Irish home educators are once again under threat as proposals have been covertly concocted, with no stakeholder consultation, to allow state agents to access private family homes and force children to submit to interrogation by strangers without their consent. In tried and tested dissembling fashion, the Irish state is selectively citing UNCRC Articles in an attempt to validate the violation.
Of coincidental interest is that Tusla, the state agency responsible for this latest anti-family sting, is headed up by another Scottish export, Gordon Jeyes, who was formerly education director at Stirling Council where he singularly failed to impress local home educators over the many years he had the opportunity to ‘get it right’. Jeyes also has eCAF form, so the spectre of ECM and GIRFEC is looming ghoulishly over Ireland, which is poised to introduce its own groomers’ charter, disguised in ‘rights enforcement’ clothing, without any public debate. Déjà vu, Jimmy!
You can read more on the ICHEA website.
Meanwhile, please consider signing this petition in support of Irish home educators: Postpone Tusla Consultation with Home Educators
I/we have concerns over the way the proposed consultation with home educating families on behalf of Tusla is being conducted. We are calling for the proposed workshops and survey to be postponed until such time as talks between Tusla and the representative home education groups have been held to discuss these concerns and to plan a more suitable way forward for this consultation.

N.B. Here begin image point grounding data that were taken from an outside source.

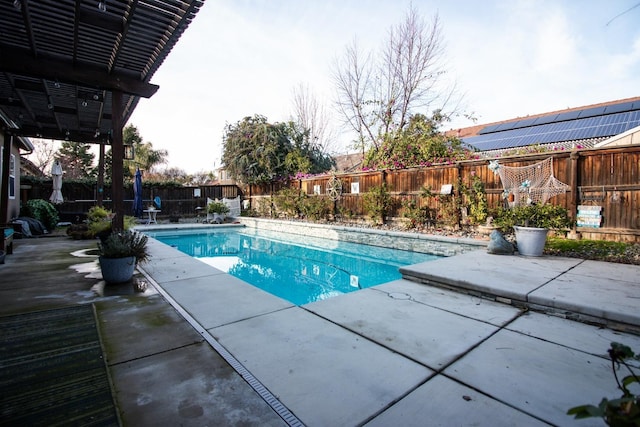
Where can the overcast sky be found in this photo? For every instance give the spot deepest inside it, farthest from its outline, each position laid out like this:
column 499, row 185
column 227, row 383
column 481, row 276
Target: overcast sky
column 509, row 58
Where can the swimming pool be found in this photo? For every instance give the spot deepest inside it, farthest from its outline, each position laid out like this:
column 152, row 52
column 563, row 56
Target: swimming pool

HSLDA has also highlighted the issue: State Will Isolate and Question Children about Homeschooling
It is well worth parents reminding their children that they have the right to offer a view, but only if they choose to exercise it, and can opt to decline the ‘opportunity’. Compelling or coercing children to meet with strangers demanding personal information, with no right to have a trusted adult present, is a gross infringement of their UNCRC rights, which are once again being deliberately subverted by the state to suit its own agenda of increased citizen surveillance and interference in children’s and families’ lives. We have covered this in a previous article: When children’s rights are wronged.
It is also worth repeating ad nauseam to those who don’t ever seem to ‘get it right’ that the UNCRC applies, at least allegedly, to all children, including schooled children (whose views are routinely ignored, contrary to Article 12). It should not to be treated like a ‘pick and mix’ sweetie counter where the charms of strawberry creams trump those of chewy caramels.
The late Katarina Tomasevski (former UN Special Rapporteur on Education) drew specific attention to the oxymoronic nature of ‘rights enforcement’ in education to suit the state’s purposes.
The objective of getting all school-aged children to school and keeping them there till they attain the minimum defined in compulsory education is routinely used in the sector of education, but this objective does not necessarily conform to human rights requirements. In a country where all school-aged children are in school, free of charge, for the full duration of compulsory education, the right to education may be denied or violated. The core human rights standards for education include respect of freedom. The respect of parents’ freedom to educate their children according to their vision of what education should be has been part of international human rights standards since their very emergence.
The Irish state seems hell bent on picking and choosing which rights to enforce and on whom. How long will it be before the Garda start marching citizens to the polling booths at gunpoint to “ensure their voices are heard”, like turkeys being forced to vote for the flavour of their own stuffing?